Elogio ao trabalho manual por Claude Lévi-Strauss


O referente da teoria estruturalista da antropologia proferiu um admirável discurso na cerimônia de entrega do prestigiado Prêmio Internacional Nonino em 1968, no qual afirmou que o trabalho manual é um dos meios de que o ser humano dispõe para compreender a totalidade da humanidade. .
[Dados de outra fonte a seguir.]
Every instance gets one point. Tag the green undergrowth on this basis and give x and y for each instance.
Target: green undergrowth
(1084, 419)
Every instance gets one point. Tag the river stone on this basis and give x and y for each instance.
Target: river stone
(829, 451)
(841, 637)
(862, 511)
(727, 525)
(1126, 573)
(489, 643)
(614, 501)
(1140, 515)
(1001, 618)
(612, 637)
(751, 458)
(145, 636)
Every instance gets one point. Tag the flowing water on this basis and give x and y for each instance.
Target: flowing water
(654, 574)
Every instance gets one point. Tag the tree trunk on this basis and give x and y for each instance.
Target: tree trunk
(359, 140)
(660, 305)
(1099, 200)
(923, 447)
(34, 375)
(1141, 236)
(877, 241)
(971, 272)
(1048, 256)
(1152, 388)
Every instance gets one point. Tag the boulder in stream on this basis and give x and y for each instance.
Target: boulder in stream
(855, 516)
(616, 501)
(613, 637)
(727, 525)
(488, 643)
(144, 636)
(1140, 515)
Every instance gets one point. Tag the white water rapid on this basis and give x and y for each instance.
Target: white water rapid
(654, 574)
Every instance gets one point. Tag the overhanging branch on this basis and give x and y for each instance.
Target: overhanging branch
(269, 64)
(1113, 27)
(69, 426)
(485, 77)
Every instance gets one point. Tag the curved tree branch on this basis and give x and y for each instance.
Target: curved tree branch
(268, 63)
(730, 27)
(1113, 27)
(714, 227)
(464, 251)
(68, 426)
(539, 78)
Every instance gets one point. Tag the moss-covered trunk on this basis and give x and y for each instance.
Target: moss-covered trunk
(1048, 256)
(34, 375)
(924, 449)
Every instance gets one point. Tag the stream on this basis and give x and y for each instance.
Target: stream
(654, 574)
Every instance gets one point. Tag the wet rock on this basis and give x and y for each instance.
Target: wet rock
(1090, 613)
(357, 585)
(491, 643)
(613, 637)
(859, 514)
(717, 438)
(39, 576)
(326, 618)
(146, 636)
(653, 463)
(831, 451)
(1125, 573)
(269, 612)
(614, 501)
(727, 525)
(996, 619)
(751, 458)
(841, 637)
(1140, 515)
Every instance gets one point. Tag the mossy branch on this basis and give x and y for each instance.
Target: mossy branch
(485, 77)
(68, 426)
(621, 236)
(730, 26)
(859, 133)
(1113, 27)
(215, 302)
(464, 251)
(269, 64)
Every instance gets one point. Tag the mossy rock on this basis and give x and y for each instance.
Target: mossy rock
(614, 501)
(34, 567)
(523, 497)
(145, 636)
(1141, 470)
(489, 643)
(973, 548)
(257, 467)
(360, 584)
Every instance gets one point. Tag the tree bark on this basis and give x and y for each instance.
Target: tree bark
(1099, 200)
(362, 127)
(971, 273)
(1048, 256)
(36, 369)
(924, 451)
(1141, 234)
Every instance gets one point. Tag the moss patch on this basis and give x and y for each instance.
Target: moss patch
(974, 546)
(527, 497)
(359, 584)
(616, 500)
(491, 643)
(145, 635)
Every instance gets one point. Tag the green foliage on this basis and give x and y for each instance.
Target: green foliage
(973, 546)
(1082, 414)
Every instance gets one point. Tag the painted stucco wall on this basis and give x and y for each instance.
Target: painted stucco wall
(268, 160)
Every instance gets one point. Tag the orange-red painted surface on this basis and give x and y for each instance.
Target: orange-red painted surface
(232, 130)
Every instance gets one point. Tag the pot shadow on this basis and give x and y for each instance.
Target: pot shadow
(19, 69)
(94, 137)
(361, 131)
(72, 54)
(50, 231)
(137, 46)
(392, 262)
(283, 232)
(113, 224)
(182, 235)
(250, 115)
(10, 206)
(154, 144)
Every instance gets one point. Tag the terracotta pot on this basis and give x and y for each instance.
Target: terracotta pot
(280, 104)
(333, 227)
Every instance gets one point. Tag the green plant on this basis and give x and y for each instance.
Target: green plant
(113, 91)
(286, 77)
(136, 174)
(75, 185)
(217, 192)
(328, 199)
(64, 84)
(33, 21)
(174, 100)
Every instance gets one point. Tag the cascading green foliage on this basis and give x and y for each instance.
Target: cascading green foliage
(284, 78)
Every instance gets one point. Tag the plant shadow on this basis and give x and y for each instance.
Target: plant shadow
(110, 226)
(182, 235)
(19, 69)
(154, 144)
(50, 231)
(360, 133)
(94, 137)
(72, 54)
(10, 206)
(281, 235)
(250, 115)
Em Elogio do Trabalho Manual é um texto, até então inédito, lido por Claude Lévi-Strauss na cerimônia de entrega do prestigioso Prêmio Internacional Nonino, em 1º de fevereiro de 1986, em Percoto, província de Udine, Itália.

Por seu trabalho de campo e estudos teóricos, Claude Lévi-Strauss é considerado o principal etnólogo contemporâneo e o pai da antropologia estruturalista moderna.

Mestre do estruturalismo social, desenvolveu uma investigação teórica muito mais ampla que tendeu a repensar os fundamentos estruturais do pensamento em geral e a fundamentar as diversas ciências humanas na relação entre natureza e cultura.

Nesse sentido, sua contribuição para a cultura filosófica contemporânea é essencial, indicando o caminho para um racionalismo renovado.

Na Itália parece haver uma expressão: "Ter mais dívidas que a lebre". Por que a lebre? Talvez porque, como diz o nosso La Fontaine, seja um animal preocupado. Pois bem, embora me sinta sobrecarregado de dívidas e, portanto, "lebre" para com você, fique tranquilo (...) que nenhuma preocupação me oprime, mas apenas um sentimento de confusão e gratidão pela honra que você me faz hoje.

O meu agradecimento vai também para os fundadores do Prémio Internacional Nonino , pois nada me gratifica mais do que um prémio relacionado no pensamento dos seus criadores a outros -os prémios Risit d'Aur- concebidos para homenagear agricultores e investigadores dedicados a defender e ilustrar o camponês tradições.

Posso ter um segredo? Ao longo da minha vida, recebi um bom número de distinções, que me foram conferidas não tanto pelos meus modestos méritos, mas pela extrema duração de uma carreira ativa, que durou meio século (…) do que a medalha (…) ao “Melhor Trabalhador de França”. A propósito, gosto do trabalho braçal , e somente praticando-o com frequência pude, em um de meus livros, elaborar a teoria do que em francês chamamos de "bricolagem".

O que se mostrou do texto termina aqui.